Silk dresses were in vogue throughout Europe and the colonies, and the finest silk came from Asia. But Benjamin Franklin wanted to make silk right here at home. He figured that if the colonists succeeded, they could make money and have inexpensive access to fine silk.

The process of making silk, however, is no easy task. Silk comes from the larvae of a moth called the Bombyx mori. This moth can neither see nor fly, and it lays about 500 eggs in only a few days before dying. These eggs produce about 30,000 worms, which may only be kept alive by a diet of the ever-so-slightly wilted leaves of the White Mulberry Tree, which is only found in Asia.

The American Philosophical Society offered cash prizes for colonists who could succeed in making silk. Sadly, the White Mulberry tree did not flourish in the colonies and the process of making silk was just too laborious for the colonists—not to mention the silkworms.
 

Storms

Never one to miss a lunar eclipse, Franklin set himself up one evening in 1743, ready to watch his favorite nighttime show. His very own almanac had predicted that the eclipse would begin around 9 o’clock that evening. A strong wind began to blow, thick clouds and rain blew in blocking his view… and the eclipse went on without him. Much to his astonishment, he later read about the eclipse as having been seen farther northeast in Boston: “…what surpriz’d me, was to find in the Boston Newspaper an Account … of that Eclipse … for I thought, as the Storm came from the NE. it must have begun sooner at Boston than with us, and consequently have prevented such Observation. I wrote my Brother about it, and he inform’d me, that the Eclipse was over there, an hour before the storm began!”

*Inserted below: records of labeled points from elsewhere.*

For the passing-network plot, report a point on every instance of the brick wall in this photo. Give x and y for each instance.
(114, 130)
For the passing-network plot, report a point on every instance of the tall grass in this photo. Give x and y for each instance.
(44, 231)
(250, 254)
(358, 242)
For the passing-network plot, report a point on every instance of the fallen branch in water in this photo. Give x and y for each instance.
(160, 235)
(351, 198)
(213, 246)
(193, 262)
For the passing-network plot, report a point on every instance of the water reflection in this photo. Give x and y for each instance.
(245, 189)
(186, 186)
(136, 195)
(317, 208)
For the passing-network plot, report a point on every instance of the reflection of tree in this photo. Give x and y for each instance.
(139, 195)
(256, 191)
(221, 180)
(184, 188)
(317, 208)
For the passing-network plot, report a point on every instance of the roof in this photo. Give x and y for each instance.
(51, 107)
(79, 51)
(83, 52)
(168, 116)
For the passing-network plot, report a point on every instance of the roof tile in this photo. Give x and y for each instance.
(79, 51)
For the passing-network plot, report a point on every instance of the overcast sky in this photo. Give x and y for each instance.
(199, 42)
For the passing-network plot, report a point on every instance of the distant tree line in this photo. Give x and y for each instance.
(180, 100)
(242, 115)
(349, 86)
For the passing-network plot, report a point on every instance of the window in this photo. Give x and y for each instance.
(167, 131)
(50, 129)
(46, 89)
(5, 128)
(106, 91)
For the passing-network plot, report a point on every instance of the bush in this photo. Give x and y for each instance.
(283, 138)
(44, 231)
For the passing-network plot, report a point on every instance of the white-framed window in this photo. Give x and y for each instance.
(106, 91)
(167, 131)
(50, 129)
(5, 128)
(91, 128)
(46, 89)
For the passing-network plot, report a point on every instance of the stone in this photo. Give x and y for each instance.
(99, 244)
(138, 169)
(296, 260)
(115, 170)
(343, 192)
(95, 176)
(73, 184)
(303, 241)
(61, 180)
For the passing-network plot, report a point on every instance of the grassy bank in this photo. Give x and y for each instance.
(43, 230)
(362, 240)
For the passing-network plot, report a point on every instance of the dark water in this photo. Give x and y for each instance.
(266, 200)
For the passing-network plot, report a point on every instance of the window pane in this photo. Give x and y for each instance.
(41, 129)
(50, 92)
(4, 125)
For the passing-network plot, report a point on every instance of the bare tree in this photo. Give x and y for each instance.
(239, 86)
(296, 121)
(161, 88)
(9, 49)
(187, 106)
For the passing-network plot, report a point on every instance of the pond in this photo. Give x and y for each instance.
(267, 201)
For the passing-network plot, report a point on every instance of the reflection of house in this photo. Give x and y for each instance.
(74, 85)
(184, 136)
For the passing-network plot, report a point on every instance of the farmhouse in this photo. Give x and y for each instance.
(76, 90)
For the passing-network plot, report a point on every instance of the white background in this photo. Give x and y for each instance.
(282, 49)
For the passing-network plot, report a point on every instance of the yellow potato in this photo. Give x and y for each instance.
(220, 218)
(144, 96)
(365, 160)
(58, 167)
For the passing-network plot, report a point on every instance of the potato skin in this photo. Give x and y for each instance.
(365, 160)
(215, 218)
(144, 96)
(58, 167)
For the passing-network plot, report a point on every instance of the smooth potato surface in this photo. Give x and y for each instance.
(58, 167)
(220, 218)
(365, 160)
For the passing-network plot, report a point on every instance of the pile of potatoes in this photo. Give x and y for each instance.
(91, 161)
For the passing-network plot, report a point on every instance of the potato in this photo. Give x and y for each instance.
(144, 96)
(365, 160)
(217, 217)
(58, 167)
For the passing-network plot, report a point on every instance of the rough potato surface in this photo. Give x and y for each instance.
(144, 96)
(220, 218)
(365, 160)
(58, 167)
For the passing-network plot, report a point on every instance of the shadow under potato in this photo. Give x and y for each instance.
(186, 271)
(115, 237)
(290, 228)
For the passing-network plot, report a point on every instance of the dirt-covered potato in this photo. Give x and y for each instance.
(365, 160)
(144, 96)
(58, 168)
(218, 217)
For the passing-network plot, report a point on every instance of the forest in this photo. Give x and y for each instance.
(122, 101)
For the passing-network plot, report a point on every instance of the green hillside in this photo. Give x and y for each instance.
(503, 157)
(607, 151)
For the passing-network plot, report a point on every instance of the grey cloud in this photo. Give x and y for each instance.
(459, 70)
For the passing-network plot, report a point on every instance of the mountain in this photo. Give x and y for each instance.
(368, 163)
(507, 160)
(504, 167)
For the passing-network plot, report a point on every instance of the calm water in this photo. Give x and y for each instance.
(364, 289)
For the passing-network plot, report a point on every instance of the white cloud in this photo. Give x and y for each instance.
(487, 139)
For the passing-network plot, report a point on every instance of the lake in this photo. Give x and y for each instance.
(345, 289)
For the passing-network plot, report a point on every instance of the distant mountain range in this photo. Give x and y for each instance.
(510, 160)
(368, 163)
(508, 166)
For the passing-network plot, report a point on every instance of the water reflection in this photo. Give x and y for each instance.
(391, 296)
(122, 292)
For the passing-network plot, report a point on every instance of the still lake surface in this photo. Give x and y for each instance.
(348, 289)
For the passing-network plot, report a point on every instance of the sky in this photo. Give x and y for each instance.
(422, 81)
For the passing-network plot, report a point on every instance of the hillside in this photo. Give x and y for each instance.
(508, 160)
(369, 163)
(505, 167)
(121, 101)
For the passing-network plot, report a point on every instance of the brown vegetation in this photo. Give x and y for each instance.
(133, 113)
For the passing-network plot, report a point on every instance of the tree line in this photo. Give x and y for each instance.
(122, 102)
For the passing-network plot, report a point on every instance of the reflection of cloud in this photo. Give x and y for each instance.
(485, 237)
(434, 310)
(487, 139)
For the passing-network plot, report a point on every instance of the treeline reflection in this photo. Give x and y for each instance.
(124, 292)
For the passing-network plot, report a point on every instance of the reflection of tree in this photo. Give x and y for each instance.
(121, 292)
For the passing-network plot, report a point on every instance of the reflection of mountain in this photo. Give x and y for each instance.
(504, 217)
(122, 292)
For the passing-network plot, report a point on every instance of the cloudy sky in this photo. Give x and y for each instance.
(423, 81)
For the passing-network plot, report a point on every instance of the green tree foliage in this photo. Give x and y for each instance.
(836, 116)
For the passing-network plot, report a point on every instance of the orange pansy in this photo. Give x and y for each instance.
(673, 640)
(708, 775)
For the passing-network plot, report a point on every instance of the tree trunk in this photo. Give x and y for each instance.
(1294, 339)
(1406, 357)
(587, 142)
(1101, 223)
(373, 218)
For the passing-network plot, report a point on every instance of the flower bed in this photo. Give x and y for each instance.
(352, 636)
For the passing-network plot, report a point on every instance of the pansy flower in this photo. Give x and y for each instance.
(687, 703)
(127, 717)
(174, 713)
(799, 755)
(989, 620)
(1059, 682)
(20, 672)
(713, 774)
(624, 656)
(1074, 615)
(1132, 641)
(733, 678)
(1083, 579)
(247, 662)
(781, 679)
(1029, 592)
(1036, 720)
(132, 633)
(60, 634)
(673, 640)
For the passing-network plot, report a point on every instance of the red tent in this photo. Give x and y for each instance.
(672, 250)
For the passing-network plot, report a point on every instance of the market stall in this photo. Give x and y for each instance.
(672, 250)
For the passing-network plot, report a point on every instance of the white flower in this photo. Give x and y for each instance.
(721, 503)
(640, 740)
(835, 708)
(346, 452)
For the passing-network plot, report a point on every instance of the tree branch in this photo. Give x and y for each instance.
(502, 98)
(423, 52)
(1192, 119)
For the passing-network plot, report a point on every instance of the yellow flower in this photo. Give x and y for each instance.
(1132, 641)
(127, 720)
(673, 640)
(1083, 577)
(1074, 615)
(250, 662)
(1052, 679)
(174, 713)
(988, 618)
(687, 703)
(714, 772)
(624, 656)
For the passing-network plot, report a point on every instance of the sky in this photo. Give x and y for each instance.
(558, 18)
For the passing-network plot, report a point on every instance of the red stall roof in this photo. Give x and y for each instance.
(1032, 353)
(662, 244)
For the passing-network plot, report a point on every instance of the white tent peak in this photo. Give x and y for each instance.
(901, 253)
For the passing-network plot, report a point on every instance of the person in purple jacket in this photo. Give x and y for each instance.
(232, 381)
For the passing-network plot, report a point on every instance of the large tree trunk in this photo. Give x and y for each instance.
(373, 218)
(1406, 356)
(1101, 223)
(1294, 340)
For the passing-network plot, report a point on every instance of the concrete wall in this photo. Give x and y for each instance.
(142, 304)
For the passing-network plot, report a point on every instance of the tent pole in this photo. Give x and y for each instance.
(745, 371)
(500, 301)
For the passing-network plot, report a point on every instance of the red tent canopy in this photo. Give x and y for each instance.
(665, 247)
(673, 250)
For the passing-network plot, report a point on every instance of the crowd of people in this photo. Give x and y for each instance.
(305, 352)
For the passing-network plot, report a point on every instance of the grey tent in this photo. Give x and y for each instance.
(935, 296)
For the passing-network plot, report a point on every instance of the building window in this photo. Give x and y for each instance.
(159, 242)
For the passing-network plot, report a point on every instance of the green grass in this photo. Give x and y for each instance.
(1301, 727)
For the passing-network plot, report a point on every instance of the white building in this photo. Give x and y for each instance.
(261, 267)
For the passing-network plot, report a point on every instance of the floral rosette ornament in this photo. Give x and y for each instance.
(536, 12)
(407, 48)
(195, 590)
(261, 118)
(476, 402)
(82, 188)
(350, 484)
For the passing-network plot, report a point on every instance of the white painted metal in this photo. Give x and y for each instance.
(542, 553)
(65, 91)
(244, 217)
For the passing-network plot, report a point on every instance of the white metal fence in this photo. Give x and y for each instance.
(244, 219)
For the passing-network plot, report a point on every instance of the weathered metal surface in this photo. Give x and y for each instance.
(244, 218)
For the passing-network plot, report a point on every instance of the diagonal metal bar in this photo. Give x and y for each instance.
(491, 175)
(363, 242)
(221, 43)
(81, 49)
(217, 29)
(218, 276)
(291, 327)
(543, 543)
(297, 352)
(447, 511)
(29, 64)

This led him to study the path of storms, and he deduced that storms which seem to blow from the northeast are actually moving from the southwest as the winds are moving from the northeast, making them especially powerful storms that blow from south to north.
 

Transit of Venus

In Franklin’s time, the shape and design of our solar system was already well-known, but the actual size was still a mystery. What was missing was a single measurement: the distance between any two heavenly bodies could provide them with the size of the solar system. It was predicted that with the help of relatively simple mathematics, the distance between the Earth and the Sun could be measured during the Transits of Venus in 1761 and 1769, in which Venus passes between the Earth and the Sun.

European nations and North American colonies spent fortunes sending explorers to the far corners of the Earth to witness the rare cosmic event. Scientists risked their lives sneaking past enemy war ships, battling diseases, and journeying the open seas for years at a time to record Venus’ measurements. In Philadelphia, scientists set up an observatory in the Pennsylvania State House Yard (now known as Independence Square) to view the phenomenon. Their measurements, along with calculations from over 170 other observers at over 70 locations around the globe, enabled scientists to figure out the distance between the Earth and the Sun (Astronomical Unit or AU), and begin to understand the size of our solar system.

Once the observations were documented, someone needed to publish and disseminate the findings for the entire world to see—someone well-connected, and well-versed in both science and astronomy. Benjamin Franklin took the lead, making certain that the American Philosophical Society published the Transit of Venus reports and disseminated them far and wide, formally establishing the size of our solar system.